West Africa Latest White House Target for New Trade Agreement
West Africa joined an ever-growing list of regions and economic blocs that the White House is targeting for new trade agreements.
Acting U.S. Trade Representative Demetrios Marantis announced last week that the Obama Administration was exploring the possibility of a Trade and Investment Framework Agreement (TIFA) with the Economic Community of West African States (ECOWAS), the region's economic bloc consisting of 15 member states including Nigeria, Ghana and Ivory Coast. "A TIFA with ECOWAS can significantly contribute to economic growth and increased international competitiveness on both sides of the Atlantic," said Marantis.
Earlier in the week President Barack Obama met with four African heads of state, including those from ECOWAS member states Sierra Leone, Senegal and Cape Verde. He discussed the possibility of concluding a TIFA and taking other steps to expand the United States' trade relationship with the region, which has historically been a market dominated by Europe and more recently by China. A concluded, successful TIFA would open up export opportunities for U.S. companies hoping to enter the region, and ideally further integrate the U.S. into Africa's commodity wealth and ongoing economic development.
The U.S. currently already has TIFAs with four other African regional economic blocs, namely the East African Community (EAC), the Common Market for Eastern and Southern Africa (COMESA), the West African Economic and Monetary Union (WAEMU/UEMOA) and the South African Customs Union (SACU). These organizations have minimized trade and regulatory hurdles among member nations, allowing companies to sell to the region, rather than having to worry about differences from country to country, and making Africa overall a much more attractive export market than in years prior.
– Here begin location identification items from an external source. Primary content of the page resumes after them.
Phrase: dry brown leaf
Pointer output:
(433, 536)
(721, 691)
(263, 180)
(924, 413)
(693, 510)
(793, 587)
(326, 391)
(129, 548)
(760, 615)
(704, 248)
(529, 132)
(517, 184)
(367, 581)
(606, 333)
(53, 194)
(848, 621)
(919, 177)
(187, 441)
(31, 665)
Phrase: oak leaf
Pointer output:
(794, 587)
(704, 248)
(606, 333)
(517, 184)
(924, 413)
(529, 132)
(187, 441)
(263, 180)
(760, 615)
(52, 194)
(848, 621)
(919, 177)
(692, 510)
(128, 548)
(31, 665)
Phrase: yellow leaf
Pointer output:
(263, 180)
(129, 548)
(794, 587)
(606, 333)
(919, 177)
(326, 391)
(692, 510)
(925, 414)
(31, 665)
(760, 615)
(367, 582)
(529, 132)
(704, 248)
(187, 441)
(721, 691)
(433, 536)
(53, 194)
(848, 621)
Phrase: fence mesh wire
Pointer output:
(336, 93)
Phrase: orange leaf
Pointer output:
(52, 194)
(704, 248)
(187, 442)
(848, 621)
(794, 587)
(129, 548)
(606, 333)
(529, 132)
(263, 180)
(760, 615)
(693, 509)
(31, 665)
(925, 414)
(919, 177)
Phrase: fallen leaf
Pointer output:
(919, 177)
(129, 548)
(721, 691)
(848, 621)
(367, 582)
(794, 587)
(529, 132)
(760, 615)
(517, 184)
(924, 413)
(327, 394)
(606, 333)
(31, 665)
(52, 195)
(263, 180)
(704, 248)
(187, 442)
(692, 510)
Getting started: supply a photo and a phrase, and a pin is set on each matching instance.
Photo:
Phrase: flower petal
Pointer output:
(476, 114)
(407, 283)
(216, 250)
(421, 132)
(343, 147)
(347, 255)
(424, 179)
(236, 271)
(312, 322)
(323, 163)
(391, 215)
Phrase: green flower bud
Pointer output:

ECOWAS recorded GDP growth of 6.9% in 2012, more than double the global rate and an increase from the 5.9% rate of growth recorded in 2011. According to a recent economic forecast from Dun & Bradstreet, Sub-Saharan Africa should continue to see growth above 5% for the foreseeable future, driven primarily by commodities, and Sierra Leone and Senegal were expected to see noteworthy improvement in the coming four years.